Nell’aprile del 2012 alcuni corpi di ragazzi furono trovati nei pressi di un lago poco fuori Skopje, la capitale della Repubblica di Macedonia. Milan (Leon Ristov), Petar (Hanis Bagashov), Cvetan (Igor Postolov), Rape (Ivan Vrtev Soptrajanov), Ace (Stefan Kitanovic) e Vladan (Dragan Mishevski) sono teenager come tutti gli altri, hanno famiglie complicate, problemi di soldi e come i loro coetanei anelano un futuro migliore. Sono loro i protagonisti di When The Day Had No Name, quarto film della regista macedone Teona Strugar Mitevska (nella sezione Panorama all’ultima Berlinale), ritratto di una generazione senza speranza, persa e danneggiata dallo sconvolgimento sociale e politico dei Balcani.

Il film – ispirato a un fatto realmente accaduto – segue le ventiquattro ore che diventeranno i loro ultimi istanti di vita, in cui i ragazzi decidono di partire per una battuta di pesca al lago. Si divertono, ballano sul suono di vecchie canzoni pop, sperimentano il sesso – a pagamento – e cercano un modo per sfuggire all’apatia e dalla frustrazione.

Sullo sfondo c’è il conflitto etnico tra albanesi e macedoni. Siamo nel 2012, anno in cui l’escalation di violenze nei primi mesi dell’anno avevano fatto riconsiderare la definizione di «frozen conflict» con cui è stato definito il contesto macedone, circa due milioni di abitanti di cui un quarto albanesi che si sono stabiliti nel nord del Paese.

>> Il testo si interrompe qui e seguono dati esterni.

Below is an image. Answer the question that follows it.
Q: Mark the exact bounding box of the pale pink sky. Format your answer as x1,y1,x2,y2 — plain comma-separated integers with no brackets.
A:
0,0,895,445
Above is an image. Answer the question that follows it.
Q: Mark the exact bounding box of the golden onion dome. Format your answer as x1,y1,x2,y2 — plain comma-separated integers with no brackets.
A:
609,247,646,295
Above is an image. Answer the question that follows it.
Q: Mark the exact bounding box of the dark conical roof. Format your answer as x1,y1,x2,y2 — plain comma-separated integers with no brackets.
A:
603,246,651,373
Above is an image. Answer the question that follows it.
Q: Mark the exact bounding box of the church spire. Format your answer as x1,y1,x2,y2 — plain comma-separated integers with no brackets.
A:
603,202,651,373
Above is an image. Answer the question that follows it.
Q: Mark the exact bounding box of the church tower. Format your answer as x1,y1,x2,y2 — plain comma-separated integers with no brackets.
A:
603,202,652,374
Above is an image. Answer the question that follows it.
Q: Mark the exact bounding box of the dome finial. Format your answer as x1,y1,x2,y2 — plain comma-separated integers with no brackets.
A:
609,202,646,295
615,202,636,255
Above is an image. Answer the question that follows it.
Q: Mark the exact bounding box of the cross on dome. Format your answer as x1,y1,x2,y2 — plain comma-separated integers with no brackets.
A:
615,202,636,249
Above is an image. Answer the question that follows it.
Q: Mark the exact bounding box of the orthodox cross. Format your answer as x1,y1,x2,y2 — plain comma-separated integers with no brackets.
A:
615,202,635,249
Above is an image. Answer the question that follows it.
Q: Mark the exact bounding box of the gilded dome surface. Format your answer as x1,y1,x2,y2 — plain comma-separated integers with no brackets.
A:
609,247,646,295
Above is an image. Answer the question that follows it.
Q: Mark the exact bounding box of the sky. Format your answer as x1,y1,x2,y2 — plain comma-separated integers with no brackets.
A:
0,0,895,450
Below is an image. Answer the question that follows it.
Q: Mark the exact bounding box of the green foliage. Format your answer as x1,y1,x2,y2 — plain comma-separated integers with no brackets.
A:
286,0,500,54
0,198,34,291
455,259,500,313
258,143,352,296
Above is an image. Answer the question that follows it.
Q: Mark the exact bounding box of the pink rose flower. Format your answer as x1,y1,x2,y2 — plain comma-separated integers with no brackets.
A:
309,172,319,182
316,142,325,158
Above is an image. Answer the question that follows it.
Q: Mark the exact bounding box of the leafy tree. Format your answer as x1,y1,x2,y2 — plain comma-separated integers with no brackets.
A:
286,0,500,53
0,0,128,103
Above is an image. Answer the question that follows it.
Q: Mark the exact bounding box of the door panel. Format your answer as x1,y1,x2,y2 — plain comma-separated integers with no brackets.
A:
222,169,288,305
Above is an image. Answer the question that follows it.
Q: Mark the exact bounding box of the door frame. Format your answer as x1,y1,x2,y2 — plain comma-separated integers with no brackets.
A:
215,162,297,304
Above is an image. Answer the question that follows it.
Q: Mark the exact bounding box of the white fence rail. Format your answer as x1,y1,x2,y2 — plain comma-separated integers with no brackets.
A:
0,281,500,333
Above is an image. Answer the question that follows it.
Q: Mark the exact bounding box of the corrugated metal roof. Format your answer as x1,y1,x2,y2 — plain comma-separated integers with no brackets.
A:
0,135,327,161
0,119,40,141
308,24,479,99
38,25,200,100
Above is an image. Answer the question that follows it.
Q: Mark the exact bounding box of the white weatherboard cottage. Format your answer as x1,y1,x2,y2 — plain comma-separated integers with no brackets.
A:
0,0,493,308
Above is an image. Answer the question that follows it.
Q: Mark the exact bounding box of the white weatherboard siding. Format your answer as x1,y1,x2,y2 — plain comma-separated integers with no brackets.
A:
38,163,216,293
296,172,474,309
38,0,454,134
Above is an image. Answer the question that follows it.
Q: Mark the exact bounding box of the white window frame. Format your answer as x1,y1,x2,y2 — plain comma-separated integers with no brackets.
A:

Mitevska entra sensibilmente dentro le vite di questa nuova generazione intrappolata nelle dinamiche di un Paese ancora allo sbando, tra incertezze economiche e le problematiche culturali-etniche che rimangono irrisolte. Una mancanza di obiettivi, di valori e di orientamento che si rispecchiano nella atmosfera cupa ricreata dalla fotografia di Agnès Godard capace di catturare il nichilismo che pervade i giovani protagonisti.

La regista, che è anche sceneggiatrice, produttrice e direttrice della fotografia, torna dopo ben cinque anni dall’ultimo lavoro The Woman Who Brushed Off Her Tears. Nonostante abbia vissuto per molto tempo lontano dal sua Paese, tra Stati Uniti, Francia e Belgio, Mitevska continua ad ambientare i suoi film in Macedonia, dal suo primo lungometraggio Kako ubiv svetec (How I Killed a Saint), uno sguardo sulla guerra civile nel 2001 attraverso gli occhi di due fratelli, fino a When The Day Had No Name. «Perfino oggi faccio fatica a immaginarmi un avvenimento che si sviluppi in un altro posto che non sia la Macedonia, ed è strano, lo so, visto che ho vissuto molto di più all’estero. L’unica cosa che riesco a pensare è che ci siano ancora tante storie di quei luoghi dentro di me che voglio raccontare e continuerò finché non usciranno fuori tutte».